Kaugummi-Krise, ein Kommentar von Bernd Neubacher zu Kreditausfällen

Frankfurt (ots) - Exakt ein Jahr ist es her, dass die Dimension der

Corona-Pandemie schlagartig ins Bewusstsein der Finanzmarktteilnehmer trat. Am

9. März 2020 legte der Dax den größten Tagesverlust seit dem 11. September 2001

hin. Sicher: Nur die kühnsten Optimisten dürften damals geglaubt haben, die

Seuche werde binnen Jahresfrist ausgestanden sein. Wer aber hätte gedacht, dass

man geschlagene zwölf Monate später immer noch darauf warten würde, dass sie in

Form von Schuldnerausfällen in den Büchern der Kreditwirtschaft ankommt?

Die Zahlen, welche die Sparkassen Hessen-Thüringens am Montag präsentiert haben,

zeigen ebenso wie die zuvor publizierten Ergebnisse der öffentlich-rechtlichen

Institute in Baden-Württemberg und Niedersachsen sowie der Kreditgenossen im

Ländle: Zwar zieht die Risikovorsorge teils scharf an.
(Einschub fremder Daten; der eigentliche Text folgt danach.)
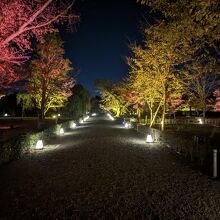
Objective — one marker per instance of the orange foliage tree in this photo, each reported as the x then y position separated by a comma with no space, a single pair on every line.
50,83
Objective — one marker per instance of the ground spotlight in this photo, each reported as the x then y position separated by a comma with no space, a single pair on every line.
39,145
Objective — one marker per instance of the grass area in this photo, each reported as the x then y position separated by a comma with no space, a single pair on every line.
211,133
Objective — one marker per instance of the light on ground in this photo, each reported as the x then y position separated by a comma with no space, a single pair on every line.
149,138
127,125
39,145
61,131
110,116
73,125
200,121
81,121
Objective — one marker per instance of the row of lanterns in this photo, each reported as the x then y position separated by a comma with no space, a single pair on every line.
73,125
111,117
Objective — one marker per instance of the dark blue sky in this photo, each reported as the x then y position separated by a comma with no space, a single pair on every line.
100,43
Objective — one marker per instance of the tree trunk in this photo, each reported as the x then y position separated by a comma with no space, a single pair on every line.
163,114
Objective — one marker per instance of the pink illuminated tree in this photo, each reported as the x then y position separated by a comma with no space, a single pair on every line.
217,100
21,22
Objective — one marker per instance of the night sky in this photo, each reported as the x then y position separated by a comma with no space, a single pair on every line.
100,43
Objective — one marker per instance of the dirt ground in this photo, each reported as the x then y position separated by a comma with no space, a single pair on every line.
102,171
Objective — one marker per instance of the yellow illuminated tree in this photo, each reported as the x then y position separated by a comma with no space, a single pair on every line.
50,84
113,97
152,73
200,80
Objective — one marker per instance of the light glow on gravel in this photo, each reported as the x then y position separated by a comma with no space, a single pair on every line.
39,145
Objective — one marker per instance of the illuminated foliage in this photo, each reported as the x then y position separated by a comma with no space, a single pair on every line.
200,81
79,102
152,76
25,100
217,102
22,21
113,97
50,84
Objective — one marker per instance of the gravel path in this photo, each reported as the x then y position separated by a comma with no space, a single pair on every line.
102,171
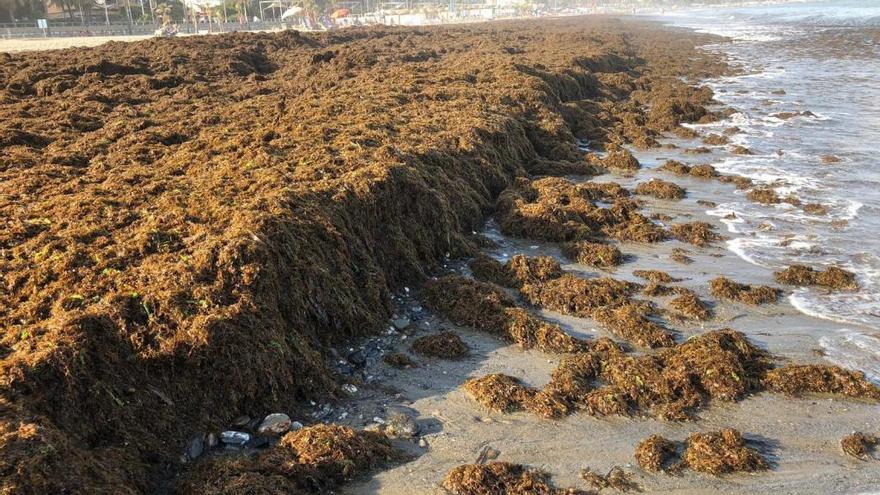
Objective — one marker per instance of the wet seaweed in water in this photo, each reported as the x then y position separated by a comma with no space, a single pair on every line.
799,379
832,277
724,288
859,445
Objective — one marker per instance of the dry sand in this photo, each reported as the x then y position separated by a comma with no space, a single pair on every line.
799,437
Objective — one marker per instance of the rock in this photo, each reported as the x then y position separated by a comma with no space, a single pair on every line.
211,440
236,438
257,442
196,446
275,424
401,425
401,323
357,358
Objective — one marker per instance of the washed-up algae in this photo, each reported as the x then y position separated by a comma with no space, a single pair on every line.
859,445
655,454
722,452
501,478
799,379
486,307
832,277
688,305
697,233
616,478
312,459
724,288
660,189
177,205
445,345
592,253
657,276
555,209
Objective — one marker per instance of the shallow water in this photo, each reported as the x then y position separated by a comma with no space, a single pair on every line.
825,56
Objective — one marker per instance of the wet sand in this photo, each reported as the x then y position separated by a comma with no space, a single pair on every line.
799,437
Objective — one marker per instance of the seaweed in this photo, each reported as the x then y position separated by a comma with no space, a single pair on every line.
655,453
314,458
722,452
688,305
697,233
499,392
621,159
398,360
799,379
592,253
486,307
657,276
724,288
445,345
832,277
660,189
497,478
615,478
680,255
859,445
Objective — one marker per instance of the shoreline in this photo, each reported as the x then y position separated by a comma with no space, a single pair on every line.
171,298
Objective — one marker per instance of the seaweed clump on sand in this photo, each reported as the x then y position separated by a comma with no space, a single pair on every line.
497,478
655,454
596,254
660,189
798,379
688,305
315,458
556,209
498,392
832,278
616,478
859,445
444,345
697,233
724,288
486,307
656,276
721,452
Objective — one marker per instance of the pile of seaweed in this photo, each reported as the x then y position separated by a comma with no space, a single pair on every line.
173,206
724,288
660,189
714,452
496,478
555,209
310,460
832,277
598,376
542,282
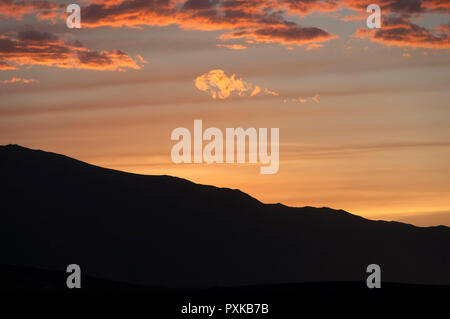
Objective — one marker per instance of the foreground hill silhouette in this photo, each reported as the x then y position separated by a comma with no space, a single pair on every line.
167,231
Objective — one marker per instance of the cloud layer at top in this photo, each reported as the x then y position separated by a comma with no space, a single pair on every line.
219,85
30,48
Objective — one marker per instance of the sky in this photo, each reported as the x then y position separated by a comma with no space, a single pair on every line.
363,114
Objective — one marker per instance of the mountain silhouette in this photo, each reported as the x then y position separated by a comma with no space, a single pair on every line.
167,231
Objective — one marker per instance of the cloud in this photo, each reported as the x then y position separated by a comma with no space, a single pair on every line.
19,80
219,85
286,34
42,9
41,48
399,31
313,46
397,26
232,46
315,98
256,20
6,66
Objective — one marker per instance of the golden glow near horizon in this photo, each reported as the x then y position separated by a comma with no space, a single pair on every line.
362,114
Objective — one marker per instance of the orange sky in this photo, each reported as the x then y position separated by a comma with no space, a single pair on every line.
363,114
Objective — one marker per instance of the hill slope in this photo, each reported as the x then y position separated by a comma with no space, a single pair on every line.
161,230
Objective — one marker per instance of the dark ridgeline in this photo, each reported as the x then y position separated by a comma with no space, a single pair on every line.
167,231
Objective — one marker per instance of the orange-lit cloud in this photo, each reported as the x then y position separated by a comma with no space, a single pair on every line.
41,48
41,8
401,32
219,85
255,20
232,46
19,80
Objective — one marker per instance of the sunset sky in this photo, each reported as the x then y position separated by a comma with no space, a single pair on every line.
363,114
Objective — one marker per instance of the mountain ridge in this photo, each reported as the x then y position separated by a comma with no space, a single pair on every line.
162,230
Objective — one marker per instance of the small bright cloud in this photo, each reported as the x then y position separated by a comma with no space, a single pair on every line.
19,80
219,85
Noch immer aber rüstet

man sich damit sowie mit der Thesaurierung von Gewinnen für Gegenwind, der noch

kommen wird.

Vor Jahresfrist hatten Bankmanager schwere Einschläge fürs dritte und vierte

Quartal des vergangenen Jahres angekündigt. Mittlerweile verschiebt sich der

Horizont in die Ferne. Gerhard Grandke, Präsident des Sparkassen- und

Giroverbands Hessen-Thüringen (SGVHT), richtet sich schon darauf ein, sich mit

dem Thema vor seinem Ausscheiden aus dem Amt zum Jahresende kaum mehr verstärkt

befassen zu müssen: Denn vor der Bundestagswahl Ende September, lautet seine

Rechnung, wird es die Politik kaum als opportun empfinden, ihre

Stützungsmaßnahmen zu beenden. Und wenn die sich anschließenden

Koalitionsverhandlungen abgeschlossen sind, dürfte man bereits das Jahr 2022

schreiben. Die europäische Bankenaufsicht wird ihr Dividendenmoratorium dann

beendet oder aber ein zweites Mal verlängert haben. Die Sparkassen Hessens und

Thüringens jedenfalls wollen das Bewertungsergebnis auch im laufenden Jahr dazu

nutzen, Reserven zu bilden. Die Pandemie mutiert vom schlagartig eintretenden

Ereignis zur Kaugummi-Krise, wie die 2007 einsetzenden und später in die

Euro-Krise mündenden Verwerfungen, wie die scheinbar zum Dauerzustand gewordenen

Negativzinsen.

Aufschübe helfen, Belastungen zu strecken und verdaulich zu portionieren. Sie

sind aber eine Wette, dass während der Bewältigung neue Krisen ausbleiben, zudem

können sie nur befristet sein. Und wie in der Geldpolitik gilt: Der Einstieg in

den Krisenmodus fällt bedeutend leichter als der Ausstieg. Und bis zum Ende

bleibt unklar, wie hoch die Rechnung letztlich ausfällt.